My continued efforts to suck money out of people's wallets have given birth to the following things:
Twilight of the Idols: Pounded in the Ass By the Concept of Autonihilism by Max Stroke:
Another Chuck-Tingle-type title to help everyone decide to read this story. Mike Bentley's washing machine breaks and instead of a handyman he gets a debate about epistemological nihilism and rammed in the ass.
Quickly realising that I am still 100% the kid who stares you dead in the eye while eating the worm you dared them to eat.
And also this:
A literal internet tip jar, at last.
Other than that: I had a haircut, I mopped the bathroom, I figured out how to burn frankincense at last (it requires charcoal, numbnuts), cancelled the additional subscription to TokyoTreat and got a refund (Whoopsie), failed to buy any helium for my dick balloons ("we can fill your balloons if you bring them in," said the woman in the CHILDREN'S TOY SHOP. Um, no.), managed to get more cauli rice for work, did nothing exceptionally productive, spent part of last night BAGGING TINY PASTA what a cool dude I am.

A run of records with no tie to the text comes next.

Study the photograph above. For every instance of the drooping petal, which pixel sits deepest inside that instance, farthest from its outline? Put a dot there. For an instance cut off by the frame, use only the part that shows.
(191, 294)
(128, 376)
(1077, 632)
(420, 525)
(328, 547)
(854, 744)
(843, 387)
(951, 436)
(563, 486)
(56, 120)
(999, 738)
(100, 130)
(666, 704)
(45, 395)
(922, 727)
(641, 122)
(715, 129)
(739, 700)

Tomorrow is RADIO RECORDING FUNTIMES with Susanne and guilt-stricken research for the book, I suspect, as I won't have the ability to do sewing-related stuff. I feel markedly more FREE AND BREEZY having finished both the copywriting work and the GARBAGE PORN writing, it must be said. CAN'T LET THIS GET ON TOP OF ME AND MAKE ME LAZY I still have a series of books to plan and -- oh yeah I had my first go with the heavier weights today. My biceps are weak knots of failure, but practice makes CAR-LIFTIN' STRONG.
And Maud has gone halves with me on the SCI FI NUTRIGRUEL so I can blog about my attempts to make it into SCI FI NUTRIPANCAKES and so on. I mean, there are other things I could blog about, like, oh, the mad max hoodie and the book research and so on? Or the existence of the tip jar? but fuck that, let's just... dick around with PRETEND FOOD.